Login / Signup

Combination antiretroviral therapy prevents SIV-induced aging in the hippocampus and neurodegeneration throughout the brain.

Andrew G MacLeanMiranda HornCecily MidkiffAlison Van ZandtAhmad A Saied
Published in: Research square (2024)
Virus-induced accelerated aging has been proposed as a potential mechanism underlying the persistence of HIV-associated neurocognitive disorders (HAND) despite advances in access and adherence to combination antiretroviral therapies (cART). While some studies have demonstrated evidence of accelerated aging in PLWH, studies examining acute infection, and cART intervention are limited, with most studies being in vitro or utilizing small animal models.
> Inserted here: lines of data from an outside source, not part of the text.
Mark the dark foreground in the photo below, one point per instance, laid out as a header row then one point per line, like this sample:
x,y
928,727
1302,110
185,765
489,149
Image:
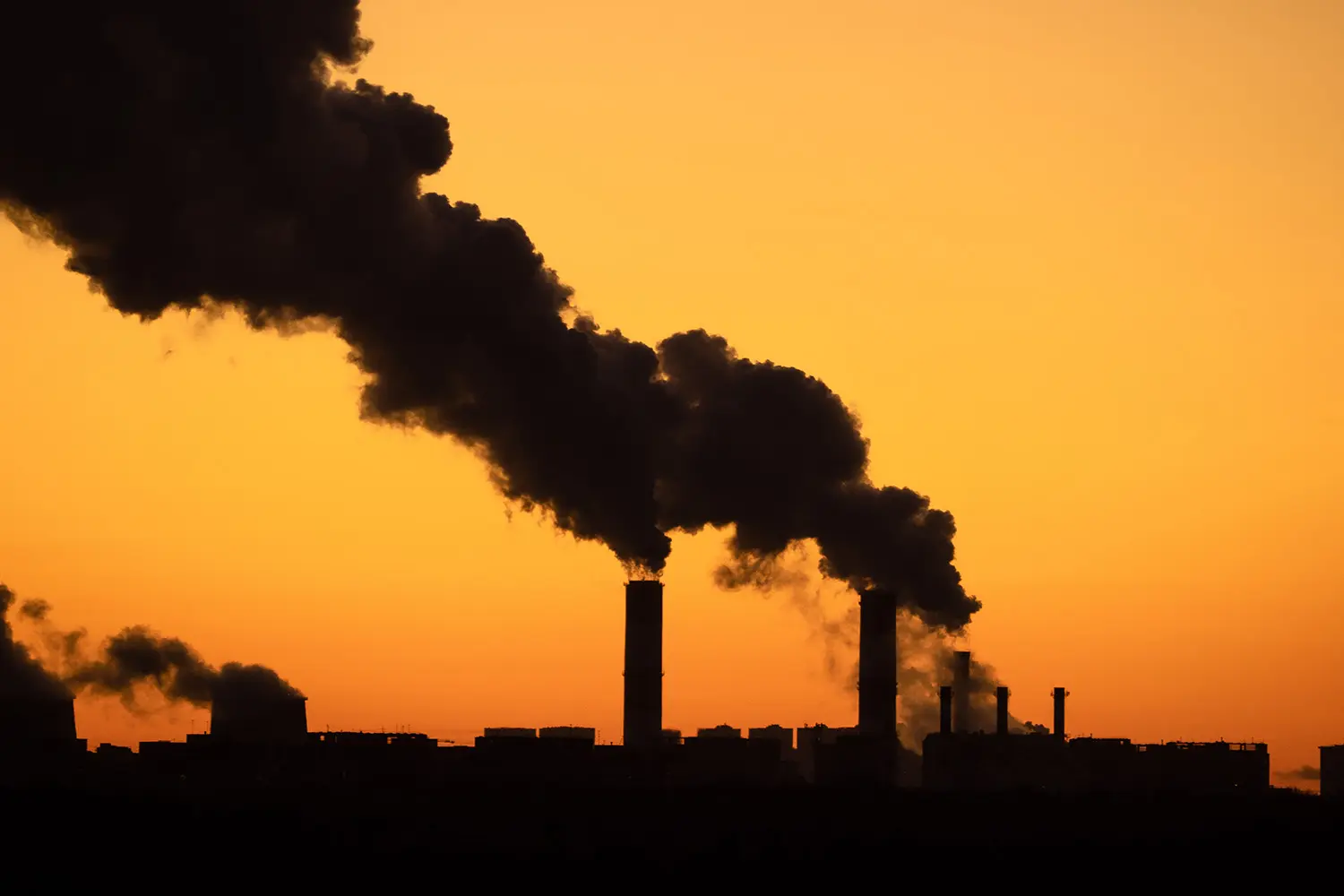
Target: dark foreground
x,y
687,831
Here, we utilized FFPE tissues from Simian immunodeficiency virus (SIV) infected rhesus macaques to assess the levels of two proteins commonly associated with aging - the cellular senescence marker p16 INK4a (p16) and the NAD-dependent deacetylase sirtuin 1 (SIRT1). Our central hypothesis was that SIV infection induces accelerated aging phenotypes in the brain characterized by increased expression of p16 and altered expression of SIRT1 that correlate with increased neurodegeneration, and that cART inhibits this process. We found that SIV infection induced increased GFAP, p16, SIRT1, and neurodegeneration in multiple brain regions, and treatment with cART reduced GFAP expression in SIV-infected animals and thus likely decreases inflammation in the brain. Importantly, cART reversed SIV-induced accelerated aging (p16 and SIRT1) and neurodegeneration in the frontal lobe and hippocampus. Combined, these data suggest that cART is both safe and effective in reducing neuroinflammation and age-associated alterations in astrocytes that contribute to neurodegeneration, providing possible therapeutic targets in the treatment of HAND.